Shall we then say that the vegetable living filament was originally different from that of each tribe of animals above described? And that the productive living filament of each of those tribes was different originally from the other? Or, as the earth and ocean were probably peopled with vegetable productions long before the existence of animals...shall we conjecture that one and the same kind of living filament is and has been the cause of all organic life?[2]
Inheritance of acquired characteristics
In Zoonomia, Darwin advocated the inheritance of acquired characteristics. He stated, "[F]rom their first rudiment, or primordium, to the termination of their lives, all animals undergo perpetual transformations; which are in part produced by their own exertions in consequence of their desires and aversions, of their pleasures and their pains, or of irritations, or of associations; and many of these acquired forms or propensities are transmitted to their posterity."[3] This statement was similar to Lamarck's ideas on evolution.[4]
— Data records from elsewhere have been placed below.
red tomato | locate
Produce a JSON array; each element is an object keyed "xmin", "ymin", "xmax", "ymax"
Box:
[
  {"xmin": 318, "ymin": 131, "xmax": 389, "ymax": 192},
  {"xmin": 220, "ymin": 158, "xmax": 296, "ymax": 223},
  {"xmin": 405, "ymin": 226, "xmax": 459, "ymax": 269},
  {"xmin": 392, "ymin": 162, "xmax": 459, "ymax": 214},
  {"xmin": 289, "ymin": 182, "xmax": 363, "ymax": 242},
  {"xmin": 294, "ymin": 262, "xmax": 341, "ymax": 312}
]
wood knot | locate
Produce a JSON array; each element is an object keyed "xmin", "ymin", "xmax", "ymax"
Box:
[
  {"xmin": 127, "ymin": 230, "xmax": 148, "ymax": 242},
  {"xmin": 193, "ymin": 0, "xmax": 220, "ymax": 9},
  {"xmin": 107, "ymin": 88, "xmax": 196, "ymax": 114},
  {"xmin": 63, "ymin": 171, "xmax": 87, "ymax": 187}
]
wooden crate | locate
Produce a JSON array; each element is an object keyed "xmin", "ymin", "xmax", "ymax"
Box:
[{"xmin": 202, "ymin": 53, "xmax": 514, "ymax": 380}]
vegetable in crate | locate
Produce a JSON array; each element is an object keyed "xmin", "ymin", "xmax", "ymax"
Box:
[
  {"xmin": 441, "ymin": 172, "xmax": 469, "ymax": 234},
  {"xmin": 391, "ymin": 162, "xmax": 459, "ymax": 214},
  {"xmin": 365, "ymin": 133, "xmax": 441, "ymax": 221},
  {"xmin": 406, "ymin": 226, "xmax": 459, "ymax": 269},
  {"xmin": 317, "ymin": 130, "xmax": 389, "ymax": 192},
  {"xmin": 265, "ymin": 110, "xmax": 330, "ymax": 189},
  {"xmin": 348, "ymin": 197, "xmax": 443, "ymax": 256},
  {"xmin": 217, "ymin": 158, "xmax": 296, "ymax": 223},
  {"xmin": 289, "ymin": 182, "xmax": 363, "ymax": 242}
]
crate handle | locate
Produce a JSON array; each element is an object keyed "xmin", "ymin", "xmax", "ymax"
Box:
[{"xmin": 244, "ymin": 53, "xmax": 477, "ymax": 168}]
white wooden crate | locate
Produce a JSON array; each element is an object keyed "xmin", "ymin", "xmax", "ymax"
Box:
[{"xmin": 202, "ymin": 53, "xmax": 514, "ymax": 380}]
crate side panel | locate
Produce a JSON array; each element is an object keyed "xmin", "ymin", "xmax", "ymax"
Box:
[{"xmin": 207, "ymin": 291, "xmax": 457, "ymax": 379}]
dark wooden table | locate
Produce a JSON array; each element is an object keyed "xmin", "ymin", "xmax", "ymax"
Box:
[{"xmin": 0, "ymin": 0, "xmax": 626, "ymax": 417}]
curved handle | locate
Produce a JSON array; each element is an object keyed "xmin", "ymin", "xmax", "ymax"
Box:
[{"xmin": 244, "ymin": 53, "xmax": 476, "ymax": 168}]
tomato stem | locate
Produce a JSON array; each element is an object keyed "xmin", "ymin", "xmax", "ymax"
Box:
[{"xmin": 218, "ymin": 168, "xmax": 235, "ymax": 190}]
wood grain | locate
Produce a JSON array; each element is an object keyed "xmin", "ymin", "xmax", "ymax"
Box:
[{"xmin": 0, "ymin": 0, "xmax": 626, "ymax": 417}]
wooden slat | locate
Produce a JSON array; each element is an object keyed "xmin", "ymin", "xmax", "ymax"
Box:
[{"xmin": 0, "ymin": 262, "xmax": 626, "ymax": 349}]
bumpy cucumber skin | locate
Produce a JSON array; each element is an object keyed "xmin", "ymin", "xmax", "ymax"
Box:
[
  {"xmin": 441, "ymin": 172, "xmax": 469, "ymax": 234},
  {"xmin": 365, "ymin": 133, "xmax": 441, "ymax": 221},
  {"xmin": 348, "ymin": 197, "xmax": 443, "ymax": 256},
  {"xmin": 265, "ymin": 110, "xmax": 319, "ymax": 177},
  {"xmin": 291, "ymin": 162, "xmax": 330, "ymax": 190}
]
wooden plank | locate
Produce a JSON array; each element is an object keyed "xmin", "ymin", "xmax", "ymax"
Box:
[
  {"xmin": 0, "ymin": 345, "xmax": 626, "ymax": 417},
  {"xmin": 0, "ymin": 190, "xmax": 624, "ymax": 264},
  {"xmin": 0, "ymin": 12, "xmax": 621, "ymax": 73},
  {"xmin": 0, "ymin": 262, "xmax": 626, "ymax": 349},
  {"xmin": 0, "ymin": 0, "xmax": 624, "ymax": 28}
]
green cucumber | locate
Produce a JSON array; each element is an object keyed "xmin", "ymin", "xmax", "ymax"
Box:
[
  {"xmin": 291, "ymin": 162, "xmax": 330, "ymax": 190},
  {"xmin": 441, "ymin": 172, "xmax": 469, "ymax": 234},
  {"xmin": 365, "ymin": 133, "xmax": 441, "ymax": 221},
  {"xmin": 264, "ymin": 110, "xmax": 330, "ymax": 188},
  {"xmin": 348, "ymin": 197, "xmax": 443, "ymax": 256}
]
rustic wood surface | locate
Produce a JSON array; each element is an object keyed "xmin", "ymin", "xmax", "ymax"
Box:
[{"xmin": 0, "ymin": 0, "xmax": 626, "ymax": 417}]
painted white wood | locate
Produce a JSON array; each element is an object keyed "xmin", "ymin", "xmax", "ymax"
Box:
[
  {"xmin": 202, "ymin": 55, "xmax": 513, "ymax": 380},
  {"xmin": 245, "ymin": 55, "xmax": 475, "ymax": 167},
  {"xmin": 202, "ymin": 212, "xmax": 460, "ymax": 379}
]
Darwin advocated a hypothesis of pangenesis in the third edition of Zoonomia.[5]
References
- ↑ Wu, Duncan (2003). Wordsworth: An Inner Life. Wiley-Blackwell. pp. 97–98. ISBN 1-4051-1369-3. See also: Averill, james. (1978). "Wordsworth and 'Natural Science': The Poetry of 1798." Journal of English and Germanic Philology. 77(2). 232–46.
- ↑ Zoonomia Sect 39.4.8 of Generation
- ↑ Darwin, Erasmus (1803). Zoonomia. Boston: D. Carlisle. p. 349.
- ↑ Zirkle, Conway. (1935). The Inheritance of Acquired Characters and the Provisional Hypothesis of Pangenesis. The American Naturalist 69: 417-445.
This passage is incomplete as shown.